Judge Orders NY Counties in Tight House Race to Fix Missteps

Democratic Congressional candidate Anthony Brindisi in Utica, N.Y. in 2018. (AP Photo/Heather Ainsworth, File)

The winner of the ultra-tight 22nd Congressional District race in New York remained unclear Tuesday as a state judge ordered county boards of elections to fix errors made when first counting ballots.

Democratic U.S. Rep. Anthony Brindisi and his Republican challenger, former U.S. Rep. Claudia Tenney, are separated by perhaps as few as a dozen votes and remain at odds over about 1,500 disputed affidavit and absentee ballots and several dozen uncounted ballots found recently by Chenango County.

The judge denied Tenney’s request to allow counties to declare her the winner in his Tuesday order.

A string of recordkeeping problems has led to confusion over vote totals. The close race has featured counties sending in shifting and, at times, incomplete vote tallies and an issue with critical records on ballot objections being lost when the sticky notes on which they had been written lost their adhesiveness.

“To be clear, there is absolutely no evidence or even an allegation before this court of any fraud on the part of the boards or the campaigns,” State Judge Scott DelConte wrote.

He also pointed to counties that failed to alert voters of fixable issues with their ballots, record candidate’s objections to ballots, properly count affidavit ballots and rule on hundreds of ballots that candidates objected to and went uncounted.

DelConte ordered the boards of election to launch a “complete inspection” to account for every single submitted ballot. The judge also said boards of election shall count “every single” uncounted ballot.

The judge has also ordered county boards of election to fix all errors concerning disputed ballots and envelopes. He said if errors can’t be fixed, the election boards must count the ballots again and give candidates a chance to observe.

DelConte outlined a specific process for how county boards of election should handle disputed ballots, which includes writing down who made the objection, why, and how the election board ruled on the envelope.

The judge said there’s no evidence that county boards of elections’ failures are to blame on the pandemic, new tweaks to election laws or strain on capacity and resources.

“Instead, the problems experienced by the candidates and, consequently, all of the voters across the eight counties in New York’s 22nd Congressional District, were a direct result of ‘the careless or inadvertent’ failure to follow the mandate of statute and case law by the boards of elections,” he wrote.

The judge’s ruling didn’t set a deadline for counties to fix ballot issues. He scheduled a compliance conference for counsel on Dec. 18.

Brindisi’s campaign had asked the judge to order counties to audit some results and provide records about ballot objections.

Tenney has said in recent media appearances that she wants to count all votes.
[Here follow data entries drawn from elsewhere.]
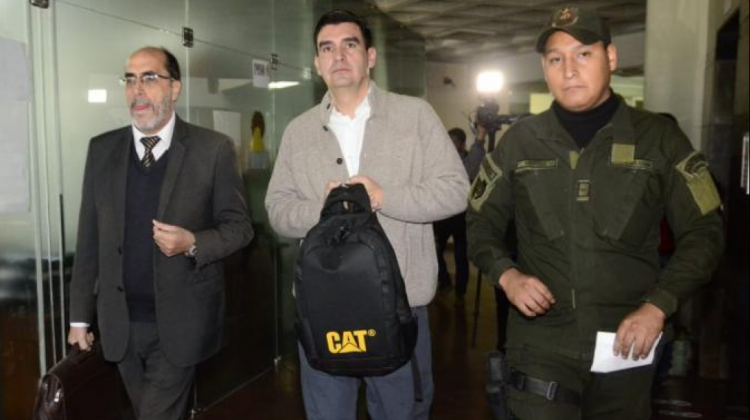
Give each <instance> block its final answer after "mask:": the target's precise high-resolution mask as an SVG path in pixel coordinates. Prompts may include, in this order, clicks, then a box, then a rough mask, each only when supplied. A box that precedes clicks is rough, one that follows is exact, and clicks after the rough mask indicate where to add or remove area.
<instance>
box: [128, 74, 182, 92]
mask: <svg viewBox="0 0 750 420" xmlns="http://www.w3.org/2000/svg"><path fill="white" fill-rule="evenodd" d="M159 79H166V80H174V79H173V78H171V77H169V76H162V75H161V74H156V73H145V74H142V75H140V76H136V75H134V74H126V75H125V76H123V77H121V78H120V85H122V86H125V87H128V88H134V87H136V86H137V85H138V81H139V80H140V81H141V85H142V86H143V87H145V88H150V87H154V86H156V85H157V84H159Z"/></svg>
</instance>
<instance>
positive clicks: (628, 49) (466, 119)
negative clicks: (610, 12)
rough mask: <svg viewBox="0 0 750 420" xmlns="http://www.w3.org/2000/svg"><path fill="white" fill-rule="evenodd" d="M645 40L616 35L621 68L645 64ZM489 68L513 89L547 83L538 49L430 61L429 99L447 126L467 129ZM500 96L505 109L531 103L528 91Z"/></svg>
mask: <svg viewBox="0 0 750 420" xmlns="http://www.w3.org/2000/svg"><path fill="white" fill-rule="evenodd" d="M645 40H646V37H645V34H644V33H643V32H639V33H633V34H628V35H624V36H619V37H615V39H614V43H615V45H617V47H618V51H619V54H620V67H621V68H633V67H640V66H643V64H644V58H645V54H644V43H645ZM488 69H494V70H502V71H503V73H504V74H505V77H506V82H507V85H508V86H510V87H511V90H512V86H514V85H518V84H530V83H543V82H544V75H543V74H542V68H541V64H540V58H539V54H537V53H536V52H533V53H528V54H522V55H518V56H513V57H507V58H504V59H502V60H497V61H492V62H478V63H472V64H449V63H437V62H430V63H428V64H427V93H426V99H427V101H428V102H429V103H430V104H431V105H432V106H433V107H434V108H435V110H436V112H437V113H438V115H439V116H440V118H441V119H442V120H443V124H445V126H446V128H448V129H450V128H453V127H460V128H463V129H465V130H466V129H467V127H468V121H467V117H466V115H467V114H469V113H471V112H472V111H473V110H475V109H476V107H477V106H478V105H479V103H480V98H479V95H478V94H477V93H476V89H475V80H476V76H477V75H478V74H479V73H480V72H482V71H484V70H488ZM446 77H448V78H450V79H451V80H452V81H453V82H454V85H446V84H445V83H444V79H445V78H446ZM498 99H499V103H500V105H501V112H507V111H508V109H509V107H510V104H516V103H518V104H528V103H529V102H530V98H529V95H528V93H527V92H505V94H503V95H501V96H499V97H498Z"/></svg>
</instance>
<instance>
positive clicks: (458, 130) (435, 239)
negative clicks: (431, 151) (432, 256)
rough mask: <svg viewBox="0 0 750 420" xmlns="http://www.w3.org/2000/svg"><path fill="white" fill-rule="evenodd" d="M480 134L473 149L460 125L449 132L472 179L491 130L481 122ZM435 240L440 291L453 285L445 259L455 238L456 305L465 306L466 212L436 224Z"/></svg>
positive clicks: (477, 127)
mask: <svg viewBox="0 0 750 420" xmlns="http://www.w3.org/2000/svg"><path fill="white" fill-rule="evenodd" d="M475 133H476V137H475V141H474V144H473V145H472V146H471V149H470V150H466V132H465V131H464V130H462V129H460V128H454V129H451V130H450V131H448V135H449V136H450V138H451V140H452V141H453V145H454V146H455V147H456V151H457V152H458V155H459V156H460V157H461V160H462V161H463V163H464V167H465V168H466V173H467V174H468V175H469V179H470V180H471V181H473V180H474V178H476V176H477V174H479V168H480V167H481V165H482V161H483V160H484V157H485V155H486V154H487V151H486V150H485V147H484V145H485V142H486V140H487V130H486V129H485V128H484V127H483V126H481V125H479V124H477V128H476V130H475ZM433 227H434V230H435V241H436V244H437V254H438V268H439V271H438V285H439V288H440V290H442V291H447V290H450V288H451V278H450V274H449V273H448V266H447V264H446V262H445V249H446V247H447V245H448V240H449V239H450V238H451V237H453V244H454V254H455V261H456V304H457V305H463V304H464V302H465V297H466V288H467V286H468V283H469V257H468V253H467V246H466V213H461V214H458V215H456V216H453V217H451V218H448V219H445V220H441V221H439V222H436V223H435V224H434V225H433Z"/></svg>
But her attorneys asked the judge to allow counties to certify her as the winner without counting the uncounted Chenango County ballots.

Tenney’s spokesperson said the judge rejected Brindisi’s request to only fix some errors — a push her team called “unprecedented” and “time-consuming.”

“It appears that this ruling will see to it that every legal vote is counted,” spokesperson Sean Kennedy said in a statement. “If the proper legal procedures are followed, we are confident that we will prevail and Claudia will assume office as the Congresswoman for New York’s 22nd District.”

Brindisi called DelConte’s decision a “win” for voters.

“This margin is too small and the stakes too high to rush to judgement,” Brindisi said in a statement. “We owe it to voters, our democracy, and each other to let this process move forward without attacking each other, promoting conspiracy theories, or fanning the flames of division.”

DelConte made clear that he wants to make sure votes are counted and protect voters’ rights.

“Both candidates, of course, argue for relief that tactically presents the best option for their ultimate victory,” he wrote. “However, the role of the court is not to help one side, or the other, emerge as the winner. It is, instead, to enforce the law, ensure that every voter’s right is safeguarded, and to maintain confidence in the electoral process.”